Diese automatisierte Interviewführung erlaubt erstmals grossangelegte qualitative Studien, ohne dabei die zentralen Stärken qualitativer Methoden – Tiefe, Kontextverständnis und exploratives Vorgehen – einzubüssen. Im Gegenteil. Aktuelle Forschungsstudien zeigen sogar, dass KI-generierte Interviews hinsichtlich Antworttiefe und Erkenntnisgewinn menschlichen Interviews überlegen sein können. Zusätzlich ermöglichen AI-Twins, gezielt vielfältige und diversere Stichproben zu simulieren und dadurch bislang unterrepräsentierte Zielgruppen präziser abzubilden.

Quantitative Forschung: Schnelle und zuverlässige Vergleiche
Auch quantitative Forschung profitiert massgeblich von der Geschwindigkeit und vom Umfang der AI-Twin-Studien. Besonders wirkungsvoll sind vergleichende quantitative Studien, wie etwa A/B-Tests zur Kampagnen- oder Message-Optimierung oder zur Evaluation von Produktkonzepten. Digitale Zwillinge erlauben dabei umfassende, präzise und zügig durchgeführte Tests verschiedenster Szenarien, auf deren Basis Marketing- und Produktentscheidungen deutlich schneller und fundierter getroffen werden können.
Die Validität und Aussagekraft der KI-generierten Ergebnisse hängt jedoch entscheidend von der gewählten Methode ab. Durch den Einsatz gezielter Techniken wie Few-Shot-Learning, Fine-Tuning auf unternehmensspezifischen Daten und insbesondere Retrieval-Augmented Generation (RAG), die Echtzeitinformationen dynamisch integriert, steigen Varianz und Zuverlässigkeit synthetischer Daten enorm an.

Verschmelzung qualitativer und quantitativer Methoden

Ein besonders spannender Mehrwert liegt in der engen Verzahnung qualitativer und quantitativer Methoden, die AI-Twins ermöglichen. Qualitative AI-Twin-Studien liefern beispielsweise tiefgehende initiale Einsichten zu Motiven und Einstellungen. Diese Erkenntnisse können anschliessend quantitativ validiert und ausgeweitet werden.
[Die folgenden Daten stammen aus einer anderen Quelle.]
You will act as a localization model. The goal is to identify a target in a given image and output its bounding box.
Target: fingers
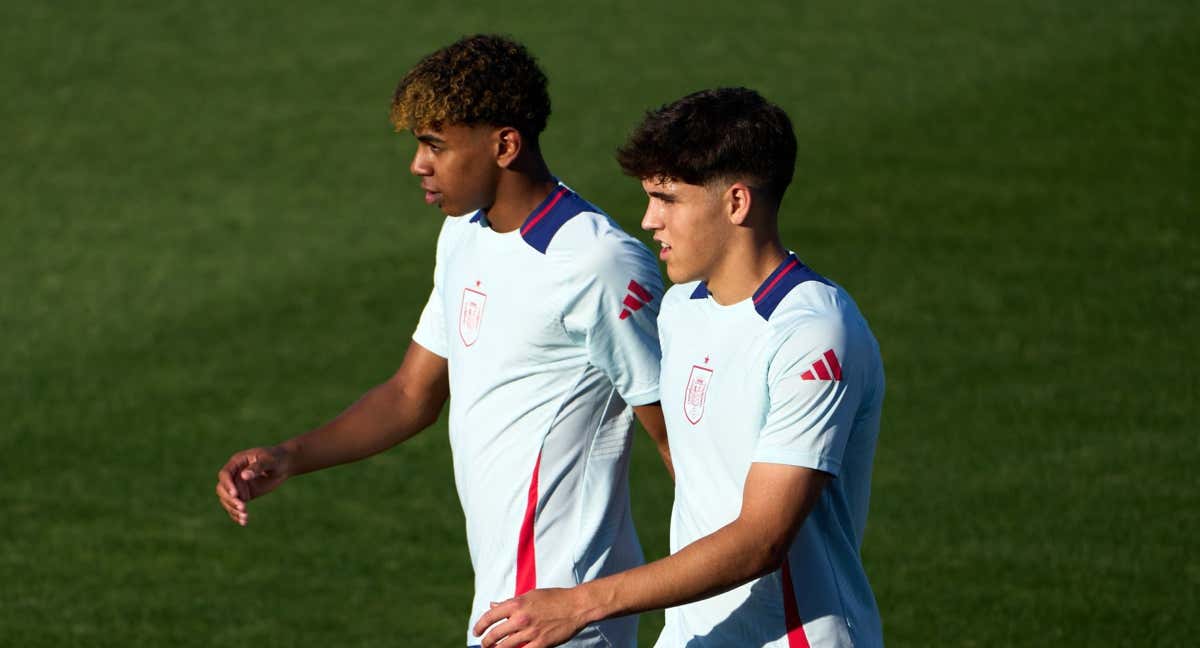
[472,599,516,637]
[216,475,248,527]
[479,620,530,648]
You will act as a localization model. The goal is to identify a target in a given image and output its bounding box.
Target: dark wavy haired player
[475,88,883,648]
[216,36,671,647]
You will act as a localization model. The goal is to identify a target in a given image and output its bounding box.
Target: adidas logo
[800,349,841,380]
[620,280,654,319]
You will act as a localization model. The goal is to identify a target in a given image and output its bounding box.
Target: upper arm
[754,318,864,475]
[738,462,832,569]
[634,401,674,479]
[389,341,450,419]
[564,233,662,406]
[413,217,456,358]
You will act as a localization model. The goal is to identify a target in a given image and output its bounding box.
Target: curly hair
[391,34,550,142]
[617,88,796,202]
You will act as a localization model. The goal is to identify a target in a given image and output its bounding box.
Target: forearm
[280,380,444,475]
[577,521,786,622]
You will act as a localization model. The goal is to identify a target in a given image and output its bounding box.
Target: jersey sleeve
[564,233,662,406]
[413,220,450,358]
[754,318,865,475]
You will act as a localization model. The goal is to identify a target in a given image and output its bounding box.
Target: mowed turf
[0,0,1200,647]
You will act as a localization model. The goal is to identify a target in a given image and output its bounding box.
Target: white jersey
[413,180,662,647]
[658,256,883,648]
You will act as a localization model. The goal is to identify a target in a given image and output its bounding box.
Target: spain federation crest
[458,288,487,347]
[683,365,713,425]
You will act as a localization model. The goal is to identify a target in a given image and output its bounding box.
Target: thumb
[240,456,274,481]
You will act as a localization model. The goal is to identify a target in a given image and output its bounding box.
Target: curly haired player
[216,36,671,647]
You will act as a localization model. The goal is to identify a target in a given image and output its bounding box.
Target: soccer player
[216,36,670,647]
[475,89,883,648]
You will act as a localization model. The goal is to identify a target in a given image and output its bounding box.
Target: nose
[408,146,433,176]
[642,203,662,232]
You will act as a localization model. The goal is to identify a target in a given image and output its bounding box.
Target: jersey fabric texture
[413,180,662,647]
[656,254,883,648]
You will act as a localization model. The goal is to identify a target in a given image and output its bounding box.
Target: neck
[708,228,787,305]
[487,154,557,233]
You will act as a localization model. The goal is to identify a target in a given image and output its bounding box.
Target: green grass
[0,0,1200,646]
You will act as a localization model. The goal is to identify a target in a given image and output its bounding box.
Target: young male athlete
[216,36,670,647]
[475,89,883,648]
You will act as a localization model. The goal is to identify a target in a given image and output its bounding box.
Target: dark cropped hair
[617,88,796,202]
[391,34,550,142]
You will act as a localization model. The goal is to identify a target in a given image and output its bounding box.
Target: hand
[217,446,290,527]
[474,587,588,648]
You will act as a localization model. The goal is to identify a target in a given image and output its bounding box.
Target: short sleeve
[413,221,450,358]
[565,232,662,406]
[754,318,864,475]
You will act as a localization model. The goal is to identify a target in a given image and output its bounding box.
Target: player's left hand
[474,588,588,648]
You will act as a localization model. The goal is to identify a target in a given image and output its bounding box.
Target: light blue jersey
[658,256,883,648]
[413,185,662,648]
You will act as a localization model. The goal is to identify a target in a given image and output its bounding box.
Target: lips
[654,239,671,260]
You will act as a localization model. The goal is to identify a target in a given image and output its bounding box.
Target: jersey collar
[691,253,829,320]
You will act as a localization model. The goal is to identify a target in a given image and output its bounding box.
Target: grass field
[0,0,1200,647]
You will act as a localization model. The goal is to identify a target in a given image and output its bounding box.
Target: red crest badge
[458,288,487,347]
[683,365,713,425]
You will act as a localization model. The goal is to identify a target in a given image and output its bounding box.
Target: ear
[494,126,524,169]
[725,182,754,226]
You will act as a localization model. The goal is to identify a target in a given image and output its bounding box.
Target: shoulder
[767,281,858,337]
[545,205,658,276]
[438,210,485,245]
[662,281,708,310]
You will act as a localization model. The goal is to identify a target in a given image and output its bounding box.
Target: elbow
[743,520,792,578]
[386,374,448,428]
[750,542,787,578]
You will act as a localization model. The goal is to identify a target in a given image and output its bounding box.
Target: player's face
[642,178,728,283]
[408,125,500,216]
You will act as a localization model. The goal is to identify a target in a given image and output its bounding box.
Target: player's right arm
[216,342,450,526]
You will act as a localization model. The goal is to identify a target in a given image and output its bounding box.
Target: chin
[667,265,703,283]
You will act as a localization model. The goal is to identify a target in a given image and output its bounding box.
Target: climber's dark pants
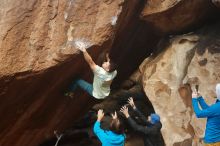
[69,79,93,96]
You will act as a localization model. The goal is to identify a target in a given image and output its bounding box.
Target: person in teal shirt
[93,110,125,146]
[192,84,220,146]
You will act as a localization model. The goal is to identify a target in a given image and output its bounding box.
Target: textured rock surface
[140,23,220,146]
[0,0,219,146]
[0,0,123,146]
[141,0,217,33]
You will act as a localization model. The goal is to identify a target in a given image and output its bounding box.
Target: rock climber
[65,48,117,99]
[93,110,125,146]
[120,97,164,146]
[192,83,220,146]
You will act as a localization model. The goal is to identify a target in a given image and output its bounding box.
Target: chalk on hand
[73,38,92,50]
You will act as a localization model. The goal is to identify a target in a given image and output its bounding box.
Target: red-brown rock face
[0,0,219,146]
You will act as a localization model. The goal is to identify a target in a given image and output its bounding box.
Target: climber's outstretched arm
[82,49,96,70]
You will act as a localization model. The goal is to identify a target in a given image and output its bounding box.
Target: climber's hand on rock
[120,106,130,118]
[192,91,198,98]
[79,47,86,52]
[97,109,105,122]
[111,111,118,119]
[128,97,136,109]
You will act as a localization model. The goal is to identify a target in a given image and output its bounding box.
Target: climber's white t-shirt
[92,65,117,99]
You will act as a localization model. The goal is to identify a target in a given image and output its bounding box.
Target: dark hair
[97,52,117,72]
[109,118,124,134]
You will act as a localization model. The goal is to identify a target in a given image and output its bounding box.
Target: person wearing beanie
[120,97,165,146]
[192,83,220,146]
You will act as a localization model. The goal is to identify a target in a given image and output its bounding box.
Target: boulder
[139,23,220,146]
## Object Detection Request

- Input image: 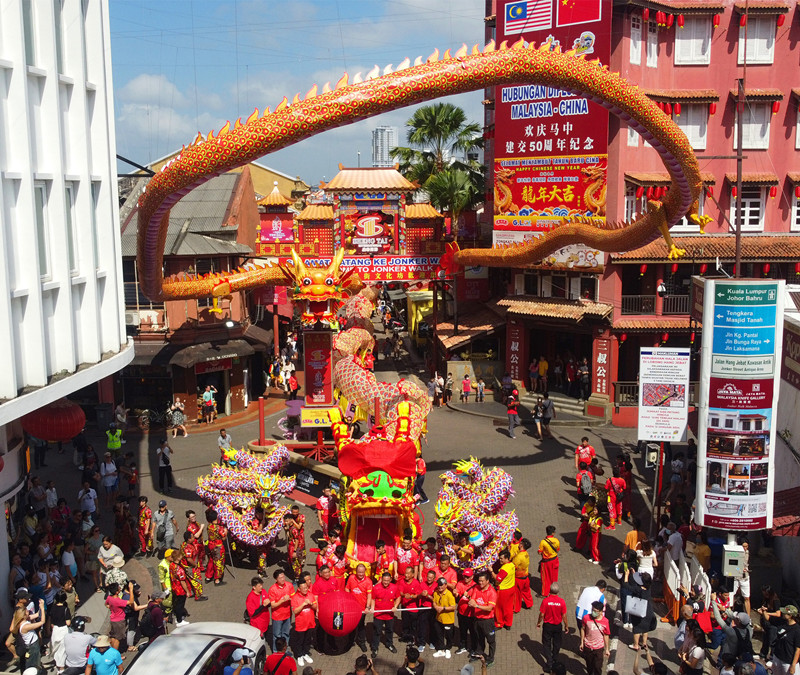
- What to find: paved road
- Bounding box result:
[15,364,675,674]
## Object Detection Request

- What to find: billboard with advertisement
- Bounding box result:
[494,0,612,248]
[695,279,785,531]
[638,347,692,442]
[303,331,333,406]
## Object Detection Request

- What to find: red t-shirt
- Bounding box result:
[372,583,399,621]
[395,546,419,579]
[417,579,436,607]
[455,580,475,616]
[264,652,297,675]
[397,579,420,607]
[292,591,317,633]
[469,585,497,619]
[245,590,269,633]
[268,583,294,621]
[345,574,372,608]
[539,595,567,624]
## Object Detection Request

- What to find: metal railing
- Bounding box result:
[662,295,690,314]
[622,295,656,314]
[612,382,700,406]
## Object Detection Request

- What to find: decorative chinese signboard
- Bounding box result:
[259,213,294,244]
[695,279,784,530]
[638,347,692,442]
[278,255,439,281]
[494,0,611,254]
[303,331,333,406]
[344,211,394,255]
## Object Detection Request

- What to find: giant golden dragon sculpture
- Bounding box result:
[137,40,708,301]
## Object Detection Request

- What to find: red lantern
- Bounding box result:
[22,398,86,441]
[318,591,368,635]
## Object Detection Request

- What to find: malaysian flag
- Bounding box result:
[505,0,553,35]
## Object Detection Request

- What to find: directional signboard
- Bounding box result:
[692,278,784,530]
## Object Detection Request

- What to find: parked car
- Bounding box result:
[125,621,267,675]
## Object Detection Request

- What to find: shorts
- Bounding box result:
[733,577,750,598]
[108,621,128,642]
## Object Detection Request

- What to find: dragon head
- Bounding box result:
[281,248,355,325]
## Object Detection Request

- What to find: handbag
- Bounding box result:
[625,595,647,619]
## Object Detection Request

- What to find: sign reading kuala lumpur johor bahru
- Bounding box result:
[693,277,785,530]
[494,0,611,232]
[638,347,692,441]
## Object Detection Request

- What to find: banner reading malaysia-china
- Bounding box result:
[494,0,611,256]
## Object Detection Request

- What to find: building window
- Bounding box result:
[33,182,50,279]
[733,102,772,150]
[64,183,80,275]
[672,103,708,150]
[739,15,775,66]
[728,185,765,232]
[792,190,800,232]
[628,126,639,148]
[647,21,658,68]
[22,0,36,66]
[675,16,711,66]
[630,14,642,66]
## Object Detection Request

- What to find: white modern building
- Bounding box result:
[372,126,397,167]
[0,0,133,616]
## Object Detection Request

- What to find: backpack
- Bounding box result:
[139,607,156,638]
[580,471,592,497]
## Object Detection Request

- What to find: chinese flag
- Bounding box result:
[556,0,610,26]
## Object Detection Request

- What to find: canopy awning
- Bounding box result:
[169,340,255,368]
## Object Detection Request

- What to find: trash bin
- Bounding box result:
[94,403,114,430]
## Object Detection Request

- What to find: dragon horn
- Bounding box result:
[292,249,310,278]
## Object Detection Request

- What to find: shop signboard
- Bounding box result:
[638,347,692,442]
[494,0,612,248]
[695,279,785,531]
[303,331,333,406]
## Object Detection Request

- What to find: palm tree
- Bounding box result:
[391,103,484,234]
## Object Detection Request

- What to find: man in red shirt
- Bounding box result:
[417,570,438,652]
[264,638,297,675]
[245,577,269,638]
[436,553,458,591]
[575,436,595,471]
[394,535,419,581]
[536,581,569,673]
[397,566,420,642]
[345,565,372,654]
[291,579,317,666]
[468,571,497,666]
[372,572,400,659]
[268,570,294,652]
[455,567,477,654]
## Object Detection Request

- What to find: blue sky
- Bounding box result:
[109,0,484,184]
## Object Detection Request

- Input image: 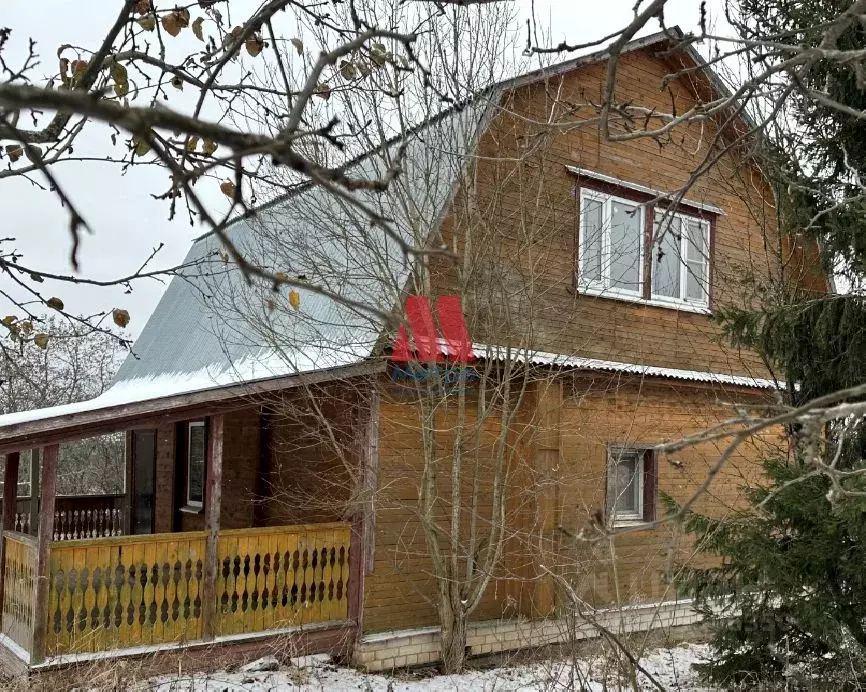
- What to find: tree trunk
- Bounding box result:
[439,601,466,675]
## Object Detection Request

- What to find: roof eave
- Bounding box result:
[0,360,385,454]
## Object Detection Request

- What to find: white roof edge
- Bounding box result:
[472,344,785,389]
[565,164,725,216]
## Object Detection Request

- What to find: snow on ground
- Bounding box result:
[145,644,712,692]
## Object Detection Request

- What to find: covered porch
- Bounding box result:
[0,364,373,669]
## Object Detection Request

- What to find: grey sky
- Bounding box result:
[0,0,724,336]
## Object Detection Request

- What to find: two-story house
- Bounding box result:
[0,29,820,669]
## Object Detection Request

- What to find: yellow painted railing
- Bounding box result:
[45,532,205,656]
[36,524,350,656]
[2,531,36,651]
[216,524,350,635]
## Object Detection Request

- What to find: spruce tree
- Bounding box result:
[665,0,866,687]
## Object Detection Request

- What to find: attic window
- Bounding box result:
[577,170,720,313]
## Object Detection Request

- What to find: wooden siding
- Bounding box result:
[432,50,814,376]
[364,374,775,632]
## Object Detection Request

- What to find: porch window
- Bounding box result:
[607,445,656,526]
[186,421,207,507]
[580,190,644,297]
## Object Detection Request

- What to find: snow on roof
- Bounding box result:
[0,28,776,438]
[472,344,785,389]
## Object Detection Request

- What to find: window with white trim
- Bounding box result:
[650,209,710,306]
[578,188,710,311]
[580,190,644,296]
[186,421,207,507]
[607,445,656,526]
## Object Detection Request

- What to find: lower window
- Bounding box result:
[607,445,656,526]
[186,421,207,507]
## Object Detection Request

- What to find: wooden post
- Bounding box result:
[201,414,223,641]
[30,445,59,664]
[0,452,21,624]
[348,379,379,637]
[27,449,41,536]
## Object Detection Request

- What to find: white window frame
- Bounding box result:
[650,207,712,308]
[607,445,646,526]
[578,188,646,300]
[186,420,207,508]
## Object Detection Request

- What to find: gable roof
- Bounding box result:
[0,28,768,440]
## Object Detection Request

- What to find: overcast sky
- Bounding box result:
[0,0,723,336]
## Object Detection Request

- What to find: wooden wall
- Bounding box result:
[432,44,815,375]
[155,391,358,533]
[364,374,776,632]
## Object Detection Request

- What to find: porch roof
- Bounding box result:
[0,359,385,454]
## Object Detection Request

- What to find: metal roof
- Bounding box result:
[0,28,768,440]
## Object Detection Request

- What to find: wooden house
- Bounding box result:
[0,29,824,669]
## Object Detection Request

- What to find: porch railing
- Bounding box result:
[0,531,36,651]
[0,495,126,541]
[10,523,351,656]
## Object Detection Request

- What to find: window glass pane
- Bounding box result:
[686,221,707,262]
[652,212,682,298]
[684,221,709,303]
[187,425,205,503]
[610,200,641,293]
[581,197,603,281]
[616,452,640,514]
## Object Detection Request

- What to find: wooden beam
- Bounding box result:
[348,379,379,636]
[27,449,42,536]
[0,452,21,625]
[30,445,59,665]
[201,414,224,641]
[253,406,273,526]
Beispielsweise können mithilfe quantitativer AI-Twin-Studien generierte Hypothesen und Produktideen grossangelegt getestet und so valide und belastbare Insights gewonnen werden.

Zudem erlaubt die Generierung synthetischer Daten durch LLMs eine zuverlässige Vorhersage klassischer Umfrageergebnisse. Auf diese Weise können potenzielle Probleme und Schwachstellen traditioneller Marktforschungsinstrumente wie Fragebogen bereits vor der Feldphase identifiziert und behoben werden. Dies führt zu einer agileren, datengetriebenen Marktforschung, die Unternehmen erlaubt, schneller auf Marktveränderungen zu reagieren und ihre Strategien dynamisch anzupassen.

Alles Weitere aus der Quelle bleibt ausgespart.